The concept of pharmacologically targeting muscarinic receptors to modulate norepinephrine release and vascular function was suggested more than 50 years ago when effects of nicotinic drugs were tested on peripheral adrenergic nerves and cardiac and vascular function. The novel pathway of cholinergic-adrenergic cross-talk described in this issue of the Canadian Journal of Cardiology highlights M3R as a putative therapeutic target in hypertension, especially in the context of Chrm3 mutations, increased M3R signalling, and adrenal epinephrogenesis. Corroborating the findings of Deng et al., early studies showed that muscarinic antagonists inhibit norepinephrine release evoked by ACh in rabbit, guinea pig, and cat hearts and in canine saphenous vein.19, 20, 21 Additionally, nicotinic cholinergic receptors on perivascular adrenergic nerves in cerebral vessels inhibit ACh-stimulated norepinephrine release.

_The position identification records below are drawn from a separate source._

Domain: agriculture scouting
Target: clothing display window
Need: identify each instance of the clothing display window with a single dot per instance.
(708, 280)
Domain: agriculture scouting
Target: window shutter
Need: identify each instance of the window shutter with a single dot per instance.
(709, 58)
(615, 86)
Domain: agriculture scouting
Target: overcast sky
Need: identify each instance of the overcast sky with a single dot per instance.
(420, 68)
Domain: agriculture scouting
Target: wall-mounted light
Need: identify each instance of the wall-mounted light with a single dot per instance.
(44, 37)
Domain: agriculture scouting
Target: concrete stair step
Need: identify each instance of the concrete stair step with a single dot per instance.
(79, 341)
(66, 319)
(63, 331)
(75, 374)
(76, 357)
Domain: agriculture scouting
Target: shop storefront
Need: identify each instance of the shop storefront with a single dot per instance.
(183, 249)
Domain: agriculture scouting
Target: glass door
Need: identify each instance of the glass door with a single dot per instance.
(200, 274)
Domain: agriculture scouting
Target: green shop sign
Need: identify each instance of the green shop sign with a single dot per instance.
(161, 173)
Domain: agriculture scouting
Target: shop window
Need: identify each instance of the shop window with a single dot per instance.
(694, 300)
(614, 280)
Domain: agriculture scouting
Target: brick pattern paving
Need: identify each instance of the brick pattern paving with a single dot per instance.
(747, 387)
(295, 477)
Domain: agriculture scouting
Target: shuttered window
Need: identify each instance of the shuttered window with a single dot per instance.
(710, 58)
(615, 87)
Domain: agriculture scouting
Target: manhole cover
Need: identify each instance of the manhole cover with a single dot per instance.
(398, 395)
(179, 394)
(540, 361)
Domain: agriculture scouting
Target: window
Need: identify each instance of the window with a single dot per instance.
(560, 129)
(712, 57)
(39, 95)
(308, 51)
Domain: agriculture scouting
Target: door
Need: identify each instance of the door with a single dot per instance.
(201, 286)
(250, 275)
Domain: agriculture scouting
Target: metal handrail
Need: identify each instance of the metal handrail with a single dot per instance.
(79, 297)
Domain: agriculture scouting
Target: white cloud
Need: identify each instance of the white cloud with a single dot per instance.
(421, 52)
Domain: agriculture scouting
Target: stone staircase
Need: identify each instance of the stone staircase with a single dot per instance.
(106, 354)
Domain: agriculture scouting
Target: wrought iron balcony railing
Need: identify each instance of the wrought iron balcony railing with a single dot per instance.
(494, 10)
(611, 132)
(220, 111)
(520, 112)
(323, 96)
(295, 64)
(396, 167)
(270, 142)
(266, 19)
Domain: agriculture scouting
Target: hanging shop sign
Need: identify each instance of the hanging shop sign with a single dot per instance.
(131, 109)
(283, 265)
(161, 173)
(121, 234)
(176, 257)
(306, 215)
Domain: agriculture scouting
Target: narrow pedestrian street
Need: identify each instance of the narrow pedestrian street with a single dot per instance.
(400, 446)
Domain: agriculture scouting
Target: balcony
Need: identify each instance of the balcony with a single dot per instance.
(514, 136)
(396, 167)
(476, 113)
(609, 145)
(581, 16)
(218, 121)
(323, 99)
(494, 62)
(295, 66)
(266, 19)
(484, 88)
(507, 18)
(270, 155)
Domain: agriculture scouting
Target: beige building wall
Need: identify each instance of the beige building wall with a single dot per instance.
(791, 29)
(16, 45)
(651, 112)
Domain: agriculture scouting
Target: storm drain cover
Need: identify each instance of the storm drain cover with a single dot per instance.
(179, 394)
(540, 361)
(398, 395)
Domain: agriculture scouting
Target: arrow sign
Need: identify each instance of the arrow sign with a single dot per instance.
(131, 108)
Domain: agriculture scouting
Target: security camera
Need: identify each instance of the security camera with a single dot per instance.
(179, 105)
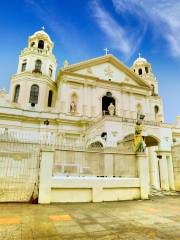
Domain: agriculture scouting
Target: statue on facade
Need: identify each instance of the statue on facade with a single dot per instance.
(111, 109)
(73, 107)
(139, 143)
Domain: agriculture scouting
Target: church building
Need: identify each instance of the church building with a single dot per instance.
(94, 104)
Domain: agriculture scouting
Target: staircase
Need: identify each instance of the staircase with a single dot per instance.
(161, 193)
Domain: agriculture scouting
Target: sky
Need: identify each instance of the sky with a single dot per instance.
(81, 29)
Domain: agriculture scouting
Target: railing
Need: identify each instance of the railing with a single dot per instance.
(125, 119)
(94, 164)
(36, 50)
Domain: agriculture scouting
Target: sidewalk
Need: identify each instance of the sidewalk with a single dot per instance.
(158, 218)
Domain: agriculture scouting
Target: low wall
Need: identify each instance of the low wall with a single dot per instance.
(176, 165)
(93, 189)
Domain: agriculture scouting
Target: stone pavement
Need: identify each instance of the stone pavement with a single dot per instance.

Blood pressure regulation and development of hypertension through interplay between cholinergic and adrenergic transmission via muscarinic receptors is an interesting notion that provides a platform for the integration of multiple physiological systems (vascular, cardiac, endocrine, central nervous system). However, the muscarinic-adrenergic axis is very complex because multiple muscarinic and adrenergic receptor subtypes are involved, receptors are expressed in a tissue-specific manner, and vascular functional responses depend on the integrity of the endothelium. In this issue Canadian Journal of Cardiology, Deng et al. unravel some of these complexities and suggest that cholinergic M3R signalling through adrenergic mechanisms involving adrenal-derived epinephrine is a novel pathway underlying hypertension. Although this is a plausible paradigm, there are some limitations that warrant consideration. First, the experiments were conducted in a salt-sensitive model (Dahl salt-sensitive rats) and it is unclear whether a similar M3R-dependent mechanism might be functionally important in salt-independent hypertension. Second, the study used genetic manipulation of Chrm3 in rats. Whether CHRM3 mutations in humans also exhibit cholinergic-adrenergic-dependent blood pressure associations is unclear. Third, there was enormous variability in adrenal production of epinephrine when Chrm3 was downregulated/knocked out. Finally, the lone missense T1776C mutation of Chrm3 was not shown to directly increase blood pressure in Dahl-sensitive rats. Despite these shortcomings, targeting M3R to reduce catecholamine levels and to downregulate the adrenergic system might be an interesting strategy to treat hypertension. In support of this beneficial metabolic effects targeting M3R in transgenic mice have been shown,22, 23 and the M3R ligand Compound 1213 reduced systemic and pulmonary arterial blood pressure in models of pulmonary hypertension. However, it should be stressed that muscarinic receptors play a critical role in regulating endothelial NO release and accordingly there is a risk of compromising vascular relaxation when muscarinic receptors are blocked. Hence, although modulation of M3R might indeed be an attractive therapeutic target in hypertension, balancing the vasodilator and vasoconstrictor effects will require careful consideration and further investigation.

Funding Sources

R.M.T. is supported by a British Heart Foundation Chair award (CH/4/29762). K.N. and R.A.-L. are supported by the British Heart Foundation Award of Research Excellence (RE/13/5/30177).

Disclosures

The authors have no conflicts of interest to disclose.